You can say one thing for the Internet-of-things movement: It is bringing an impetus for wireless connectivity electronics that is both small enough to tuck into wearable appliances and which can be deployed without obtaining approvals from the FCC or equivalent agencies in other countries.
Among the latest examples demonstrating the trend is a low-energy Bluetooth module from Taiyo Yuden. Measuring a mere 8.55 × 3.25 × 0.9 mm, it is a self-contained Bluetooth LE circuit and printed-circuit antenna.

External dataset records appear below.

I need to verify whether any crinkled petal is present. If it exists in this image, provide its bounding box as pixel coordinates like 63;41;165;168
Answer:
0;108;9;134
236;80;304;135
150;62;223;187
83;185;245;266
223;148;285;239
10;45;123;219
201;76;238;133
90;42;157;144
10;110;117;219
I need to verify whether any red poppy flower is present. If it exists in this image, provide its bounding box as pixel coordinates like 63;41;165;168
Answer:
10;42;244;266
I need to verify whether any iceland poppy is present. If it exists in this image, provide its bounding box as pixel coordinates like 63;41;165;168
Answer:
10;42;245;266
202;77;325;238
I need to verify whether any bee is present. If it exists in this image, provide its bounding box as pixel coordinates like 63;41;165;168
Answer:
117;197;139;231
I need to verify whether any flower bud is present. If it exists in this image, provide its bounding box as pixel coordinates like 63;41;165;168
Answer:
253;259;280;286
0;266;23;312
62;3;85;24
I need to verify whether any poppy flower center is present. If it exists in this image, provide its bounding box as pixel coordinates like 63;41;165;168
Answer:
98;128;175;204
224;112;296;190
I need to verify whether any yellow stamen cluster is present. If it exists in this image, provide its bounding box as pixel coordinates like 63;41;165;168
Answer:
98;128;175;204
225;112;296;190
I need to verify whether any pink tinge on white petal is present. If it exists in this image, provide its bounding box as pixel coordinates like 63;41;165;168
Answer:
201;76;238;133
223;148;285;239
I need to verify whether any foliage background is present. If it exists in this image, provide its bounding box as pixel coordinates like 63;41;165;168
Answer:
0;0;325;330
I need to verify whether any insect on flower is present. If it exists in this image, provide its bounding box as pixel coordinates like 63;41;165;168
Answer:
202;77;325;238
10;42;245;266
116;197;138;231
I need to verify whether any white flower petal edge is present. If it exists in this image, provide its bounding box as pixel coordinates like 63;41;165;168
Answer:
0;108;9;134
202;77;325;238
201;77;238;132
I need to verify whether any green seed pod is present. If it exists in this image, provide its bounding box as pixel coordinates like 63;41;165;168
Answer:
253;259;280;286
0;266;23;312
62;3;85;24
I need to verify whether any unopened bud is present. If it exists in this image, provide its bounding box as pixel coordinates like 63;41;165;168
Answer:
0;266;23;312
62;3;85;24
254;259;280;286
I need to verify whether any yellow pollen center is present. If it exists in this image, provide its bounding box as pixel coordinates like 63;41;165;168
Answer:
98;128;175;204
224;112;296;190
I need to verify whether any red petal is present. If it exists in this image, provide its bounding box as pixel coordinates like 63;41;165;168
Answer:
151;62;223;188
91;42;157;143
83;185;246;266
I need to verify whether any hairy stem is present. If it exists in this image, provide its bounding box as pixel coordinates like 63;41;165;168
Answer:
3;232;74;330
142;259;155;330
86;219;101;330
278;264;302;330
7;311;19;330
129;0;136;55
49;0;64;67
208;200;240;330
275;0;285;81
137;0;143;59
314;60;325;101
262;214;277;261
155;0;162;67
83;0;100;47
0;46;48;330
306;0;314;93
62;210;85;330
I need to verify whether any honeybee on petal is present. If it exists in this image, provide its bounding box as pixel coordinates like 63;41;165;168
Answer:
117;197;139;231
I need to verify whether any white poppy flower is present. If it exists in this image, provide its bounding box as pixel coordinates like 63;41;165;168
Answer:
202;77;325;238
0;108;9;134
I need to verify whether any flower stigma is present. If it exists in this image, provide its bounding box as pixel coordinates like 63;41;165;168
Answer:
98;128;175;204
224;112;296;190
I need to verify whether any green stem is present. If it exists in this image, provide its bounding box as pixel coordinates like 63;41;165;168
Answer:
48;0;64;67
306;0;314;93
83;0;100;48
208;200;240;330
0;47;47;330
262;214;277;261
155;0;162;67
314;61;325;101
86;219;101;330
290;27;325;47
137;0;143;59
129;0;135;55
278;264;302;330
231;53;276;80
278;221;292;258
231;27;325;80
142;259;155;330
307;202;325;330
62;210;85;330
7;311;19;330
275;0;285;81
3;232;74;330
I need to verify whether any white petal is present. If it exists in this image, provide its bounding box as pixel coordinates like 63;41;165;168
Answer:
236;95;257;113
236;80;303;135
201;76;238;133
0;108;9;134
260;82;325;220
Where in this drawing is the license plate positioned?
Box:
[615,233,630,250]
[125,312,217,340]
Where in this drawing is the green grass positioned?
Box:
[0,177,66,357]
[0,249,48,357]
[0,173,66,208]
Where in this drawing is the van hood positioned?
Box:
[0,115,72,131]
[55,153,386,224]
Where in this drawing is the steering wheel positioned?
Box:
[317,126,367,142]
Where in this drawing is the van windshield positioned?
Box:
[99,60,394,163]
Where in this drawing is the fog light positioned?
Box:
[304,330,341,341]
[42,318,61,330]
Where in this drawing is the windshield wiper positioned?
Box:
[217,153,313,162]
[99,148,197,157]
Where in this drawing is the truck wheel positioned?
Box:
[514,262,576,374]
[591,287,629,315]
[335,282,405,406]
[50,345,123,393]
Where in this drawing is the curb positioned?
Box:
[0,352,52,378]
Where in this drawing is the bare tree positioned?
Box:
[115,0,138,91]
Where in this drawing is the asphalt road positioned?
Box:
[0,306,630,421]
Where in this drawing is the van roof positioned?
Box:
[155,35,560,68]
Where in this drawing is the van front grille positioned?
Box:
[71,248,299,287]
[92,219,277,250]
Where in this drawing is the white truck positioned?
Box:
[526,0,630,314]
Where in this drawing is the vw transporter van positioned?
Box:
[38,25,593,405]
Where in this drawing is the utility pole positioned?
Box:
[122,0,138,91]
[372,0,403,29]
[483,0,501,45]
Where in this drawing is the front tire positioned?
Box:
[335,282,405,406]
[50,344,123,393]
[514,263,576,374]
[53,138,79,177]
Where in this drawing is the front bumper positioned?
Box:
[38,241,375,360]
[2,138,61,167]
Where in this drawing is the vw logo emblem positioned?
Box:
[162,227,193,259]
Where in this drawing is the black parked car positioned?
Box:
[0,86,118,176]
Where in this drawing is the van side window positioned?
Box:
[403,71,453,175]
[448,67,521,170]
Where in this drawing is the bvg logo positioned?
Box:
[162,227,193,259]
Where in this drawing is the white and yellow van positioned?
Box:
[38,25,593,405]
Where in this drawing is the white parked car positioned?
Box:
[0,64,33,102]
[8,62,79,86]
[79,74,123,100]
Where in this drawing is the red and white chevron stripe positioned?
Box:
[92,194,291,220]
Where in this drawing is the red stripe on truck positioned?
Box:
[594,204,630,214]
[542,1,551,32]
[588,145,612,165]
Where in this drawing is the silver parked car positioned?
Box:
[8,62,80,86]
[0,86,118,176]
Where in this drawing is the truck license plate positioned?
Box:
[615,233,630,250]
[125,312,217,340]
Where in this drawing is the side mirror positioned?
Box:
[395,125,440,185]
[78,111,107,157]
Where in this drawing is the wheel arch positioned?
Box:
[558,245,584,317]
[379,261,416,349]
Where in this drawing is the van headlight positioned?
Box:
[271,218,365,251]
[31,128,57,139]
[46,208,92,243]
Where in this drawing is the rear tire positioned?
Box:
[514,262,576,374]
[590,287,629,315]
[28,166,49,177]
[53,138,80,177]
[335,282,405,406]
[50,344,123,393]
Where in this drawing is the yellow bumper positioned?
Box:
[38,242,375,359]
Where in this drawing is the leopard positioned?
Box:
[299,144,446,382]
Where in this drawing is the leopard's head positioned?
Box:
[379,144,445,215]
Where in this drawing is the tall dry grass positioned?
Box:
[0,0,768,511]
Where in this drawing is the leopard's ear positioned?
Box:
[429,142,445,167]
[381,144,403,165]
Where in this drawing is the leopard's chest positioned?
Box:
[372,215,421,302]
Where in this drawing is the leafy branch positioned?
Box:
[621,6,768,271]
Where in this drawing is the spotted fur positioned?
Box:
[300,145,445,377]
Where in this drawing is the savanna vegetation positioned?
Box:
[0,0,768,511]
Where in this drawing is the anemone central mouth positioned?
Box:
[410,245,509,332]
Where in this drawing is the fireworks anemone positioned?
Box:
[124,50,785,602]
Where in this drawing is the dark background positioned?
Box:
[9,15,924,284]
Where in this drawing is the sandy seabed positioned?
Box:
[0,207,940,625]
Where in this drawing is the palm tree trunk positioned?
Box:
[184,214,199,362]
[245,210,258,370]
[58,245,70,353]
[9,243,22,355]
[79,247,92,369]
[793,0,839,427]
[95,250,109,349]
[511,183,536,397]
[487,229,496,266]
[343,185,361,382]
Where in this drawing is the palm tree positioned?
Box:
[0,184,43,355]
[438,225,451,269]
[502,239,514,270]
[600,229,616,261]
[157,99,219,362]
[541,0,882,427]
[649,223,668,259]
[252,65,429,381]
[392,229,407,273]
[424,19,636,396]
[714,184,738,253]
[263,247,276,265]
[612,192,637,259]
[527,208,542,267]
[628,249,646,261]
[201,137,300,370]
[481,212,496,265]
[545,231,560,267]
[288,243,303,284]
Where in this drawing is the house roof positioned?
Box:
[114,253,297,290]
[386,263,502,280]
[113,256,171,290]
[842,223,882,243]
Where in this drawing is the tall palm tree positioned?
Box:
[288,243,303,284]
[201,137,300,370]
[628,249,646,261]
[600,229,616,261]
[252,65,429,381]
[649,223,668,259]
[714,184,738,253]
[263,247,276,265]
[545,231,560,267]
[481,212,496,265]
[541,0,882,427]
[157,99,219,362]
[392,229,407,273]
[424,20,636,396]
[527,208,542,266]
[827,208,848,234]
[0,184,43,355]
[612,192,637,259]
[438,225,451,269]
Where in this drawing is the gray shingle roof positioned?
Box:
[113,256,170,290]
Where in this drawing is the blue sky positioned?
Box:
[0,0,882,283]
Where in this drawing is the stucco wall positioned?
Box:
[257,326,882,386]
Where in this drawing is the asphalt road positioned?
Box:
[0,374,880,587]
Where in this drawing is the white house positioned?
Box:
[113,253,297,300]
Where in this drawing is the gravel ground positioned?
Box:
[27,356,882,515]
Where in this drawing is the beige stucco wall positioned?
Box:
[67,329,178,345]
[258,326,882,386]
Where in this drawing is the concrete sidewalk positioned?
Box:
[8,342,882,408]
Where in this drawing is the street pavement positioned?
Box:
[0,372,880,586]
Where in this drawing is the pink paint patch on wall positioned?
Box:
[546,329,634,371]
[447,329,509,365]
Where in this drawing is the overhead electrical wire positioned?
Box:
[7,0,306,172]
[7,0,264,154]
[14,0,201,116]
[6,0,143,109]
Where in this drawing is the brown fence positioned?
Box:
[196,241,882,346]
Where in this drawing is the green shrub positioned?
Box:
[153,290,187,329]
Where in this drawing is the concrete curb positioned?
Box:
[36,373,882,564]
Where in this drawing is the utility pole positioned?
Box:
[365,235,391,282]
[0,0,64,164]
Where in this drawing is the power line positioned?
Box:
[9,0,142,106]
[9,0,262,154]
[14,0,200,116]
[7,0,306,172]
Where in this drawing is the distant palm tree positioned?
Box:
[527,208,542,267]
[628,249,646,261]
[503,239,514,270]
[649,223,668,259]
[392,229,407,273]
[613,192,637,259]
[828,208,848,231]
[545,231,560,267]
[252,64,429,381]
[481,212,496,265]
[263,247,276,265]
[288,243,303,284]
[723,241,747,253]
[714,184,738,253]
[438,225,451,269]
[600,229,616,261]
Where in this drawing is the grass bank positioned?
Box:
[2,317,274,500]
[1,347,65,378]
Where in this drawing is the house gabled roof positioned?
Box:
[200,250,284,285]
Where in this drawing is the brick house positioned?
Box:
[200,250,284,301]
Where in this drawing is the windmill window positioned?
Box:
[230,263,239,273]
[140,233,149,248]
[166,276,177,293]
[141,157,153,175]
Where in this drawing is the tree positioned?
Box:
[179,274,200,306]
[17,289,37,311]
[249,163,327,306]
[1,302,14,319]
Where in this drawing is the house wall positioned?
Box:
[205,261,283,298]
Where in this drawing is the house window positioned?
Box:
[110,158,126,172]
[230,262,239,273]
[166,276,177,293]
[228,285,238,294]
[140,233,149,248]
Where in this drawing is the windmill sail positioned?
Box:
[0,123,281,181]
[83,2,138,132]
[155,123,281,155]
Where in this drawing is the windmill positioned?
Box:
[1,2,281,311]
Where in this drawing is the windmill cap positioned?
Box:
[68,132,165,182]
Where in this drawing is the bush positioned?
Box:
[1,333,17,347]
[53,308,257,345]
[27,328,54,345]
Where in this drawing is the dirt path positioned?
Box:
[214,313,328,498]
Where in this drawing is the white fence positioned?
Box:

The fact that an antenna is onboard eliminates the need for sending products incorporating the module out for EMI/RFI testing, as long as they don’t add other antennas or radiating elements.
The Taiyo Yuden module, dubbed EYSHSNZWZ, will run Bluetooth5 when it ships later this year. (Taiyo Yuden also says it will make versions of the module able to run the ANT wireless protocol.) The module itself includes a Nordic nRF52832 Bluetooth IC, an ARM Cortex M4F 32-bit processor, a 32-MHz oscillator, 512-kB flash and 64-kB RAM. The module includes interfaces for I2C, UART, SPI, I2S, and PDM. It also has a 12-bit ADC and supports near-field communications (NFC-A) Touch-to-Pair schemes.
The modules work from 1.7 to 3.6-V supplies and have an output power of 4 dBm. As yet, Taiyo Yuden has not released data about module power consumption.